どんな作品?見どころについて

子供たちをテーマにした映画のひとつ。第2次世界大戦時に、ナチス・ドイツに侵略されたウクライナでの子供のバイオリン奏者を描いた作品で、バイオリンを演奏しながら生き残りを賭ける子供たちに注目です。

登場するのは、子供とは思えないほどのバイオリンの腕前を持つ2人の少年少女。2人はユダヤ人で、名前はアブラーシャとラリッサ。それぞれバイオリンとピアノを演奏し、その腕は神童として騒がれていました。そんな彼らの噂を聞きバイオリンの名手と言われているドイツ人の少女(ハンナ)が一緒にレッスンを受け、3人に友情が芽生えていきます。しかし、ナチス・ドイツがウクライナへ侵攻をはじめ、ユダヤ人であるアブラーシャとラリッサに危機が迫ります。
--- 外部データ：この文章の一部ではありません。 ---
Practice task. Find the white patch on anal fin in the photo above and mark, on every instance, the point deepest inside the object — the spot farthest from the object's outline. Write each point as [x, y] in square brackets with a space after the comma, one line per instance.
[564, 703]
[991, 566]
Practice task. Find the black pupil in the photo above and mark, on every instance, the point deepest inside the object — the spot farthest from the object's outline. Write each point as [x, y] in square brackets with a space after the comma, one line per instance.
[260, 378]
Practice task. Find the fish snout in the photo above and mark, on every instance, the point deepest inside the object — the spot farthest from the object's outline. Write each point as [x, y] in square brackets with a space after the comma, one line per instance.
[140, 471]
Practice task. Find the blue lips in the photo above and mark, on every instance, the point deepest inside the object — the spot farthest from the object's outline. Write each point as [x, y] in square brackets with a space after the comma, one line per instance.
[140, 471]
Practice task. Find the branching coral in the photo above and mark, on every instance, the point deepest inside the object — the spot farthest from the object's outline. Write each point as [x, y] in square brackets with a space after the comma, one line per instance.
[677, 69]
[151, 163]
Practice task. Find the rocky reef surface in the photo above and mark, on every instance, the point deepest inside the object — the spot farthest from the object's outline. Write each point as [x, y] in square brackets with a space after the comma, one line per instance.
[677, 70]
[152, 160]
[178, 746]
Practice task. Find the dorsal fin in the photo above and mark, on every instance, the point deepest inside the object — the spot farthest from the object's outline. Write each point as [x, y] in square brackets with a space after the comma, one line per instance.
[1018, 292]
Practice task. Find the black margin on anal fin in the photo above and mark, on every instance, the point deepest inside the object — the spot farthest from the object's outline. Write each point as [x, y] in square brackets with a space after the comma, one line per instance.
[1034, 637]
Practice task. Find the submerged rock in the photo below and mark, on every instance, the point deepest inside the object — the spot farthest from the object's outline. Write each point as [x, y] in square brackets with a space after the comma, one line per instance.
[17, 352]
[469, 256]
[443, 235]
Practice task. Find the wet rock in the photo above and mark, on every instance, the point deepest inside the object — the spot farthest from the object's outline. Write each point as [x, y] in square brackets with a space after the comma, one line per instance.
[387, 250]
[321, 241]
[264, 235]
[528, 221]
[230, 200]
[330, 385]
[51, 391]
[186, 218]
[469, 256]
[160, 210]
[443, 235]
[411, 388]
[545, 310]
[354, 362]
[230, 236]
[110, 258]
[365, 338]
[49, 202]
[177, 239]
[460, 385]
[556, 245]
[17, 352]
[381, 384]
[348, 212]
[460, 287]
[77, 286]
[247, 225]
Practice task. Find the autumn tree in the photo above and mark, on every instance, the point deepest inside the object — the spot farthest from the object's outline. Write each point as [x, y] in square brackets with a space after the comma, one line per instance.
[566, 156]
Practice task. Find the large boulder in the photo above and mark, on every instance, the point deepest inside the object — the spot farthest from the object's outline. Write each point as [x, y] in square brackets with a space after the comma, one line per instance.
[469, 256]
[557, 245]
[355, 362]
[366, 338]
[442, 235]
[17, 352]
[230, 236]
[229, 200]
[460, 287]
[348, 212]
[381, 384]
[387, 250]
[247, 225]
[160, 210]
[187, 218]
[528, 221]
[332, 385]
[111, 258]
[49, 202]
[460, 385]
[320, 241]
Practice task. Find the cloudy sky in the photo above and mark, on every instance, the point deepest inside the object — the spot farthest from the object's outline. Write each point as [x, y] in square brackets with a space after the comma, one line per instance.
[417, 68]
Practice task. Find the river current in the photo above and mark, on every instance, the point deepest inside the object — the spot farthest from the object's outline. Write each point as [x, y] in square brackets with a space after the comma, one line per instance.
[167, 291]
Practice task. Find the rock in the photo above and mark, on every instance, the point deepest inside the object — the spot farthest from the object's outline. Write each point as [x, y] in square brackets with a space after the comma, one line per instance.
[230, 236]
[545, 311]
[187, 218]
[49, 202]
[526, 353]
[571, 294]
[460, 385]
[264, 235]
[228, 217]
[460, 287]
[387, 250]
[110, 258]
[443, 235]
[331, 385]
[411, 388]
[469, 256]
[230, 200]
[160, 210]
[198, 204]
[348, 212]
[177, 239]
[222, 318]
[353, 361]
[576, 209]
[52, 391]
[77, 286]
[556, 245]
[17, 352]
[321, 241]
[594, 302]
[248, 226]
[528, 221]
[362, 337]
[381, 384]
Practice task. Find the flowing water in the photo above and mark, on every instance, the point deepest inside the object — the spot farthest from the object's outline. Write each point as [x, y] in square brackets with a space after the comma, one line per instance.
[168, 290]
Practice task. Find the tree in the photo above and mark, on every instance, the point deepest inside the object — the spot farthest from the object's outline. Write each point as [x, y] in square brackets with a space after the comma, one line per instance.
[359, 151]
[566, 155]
見どころは、やはり子供たちの演奏と3人の絆、そしてア戦乱に揺れるヨーロッパの人々です。演奏家になることを夢見た少年少女の夢物語というよりも、戦争の中彼らがバイオリン奏者として必死に生きる姿が痛く心に響きます。なぜなら、2人は『完璧な演奏をすると命を助ける』『ミスをしたら処刑する』といわれているからです。バイオリンとピアノの演奏が好きで演奏をしていた彼らが、戦争のために利用され、命まで賭けられるのは辛いもの。ハッピーな映画ではありませんが、戦争の辛さを映画を通して目の当たりにします。

登場した子供は本当のバイオリニスト

実は、登場人物のアブラーシャを演じるエリン・コレフは、本当にプロの天才バイオリニストなのです。そのため、劇中で流れる演奏の数々は本当に彼が演奏をしています。プロというだけあり、その演奏は素晴らしく、心に響きます。テーマはナチス・ドイツによる戦争ですが、彼の演奏も注目してほしいです。

キャストはすべてドイツ人ですが、言葉もドイツ語になります。2人の神童はウクライナに住むユダヤ人ですから、ドイツ語なのはおかしいのでは?という意見もあります。細かいところまで映画を観たいという方には少し気になるかもしれませんが、全体を通してもとても素晴らしい映画です。まさに、『命をつなぐバイオリン』。彼らは、バイオリンとピアノ演奏で命が続くか終わるかが決まっていますから、観ていて心苦しく感じるシーンもあるでしょう。子供たちが主演になるため、その感情は強く残ります。直接的な残虐性はないものの、子供目線で描いているので、精神的な残虐性はあるでしょう。

最後に、『殺されたユダヤ人の子ども150万人をしのぶ』とテロップが表示されます。実話ではありませんが、当時の出来事を映画を通して知ることができます。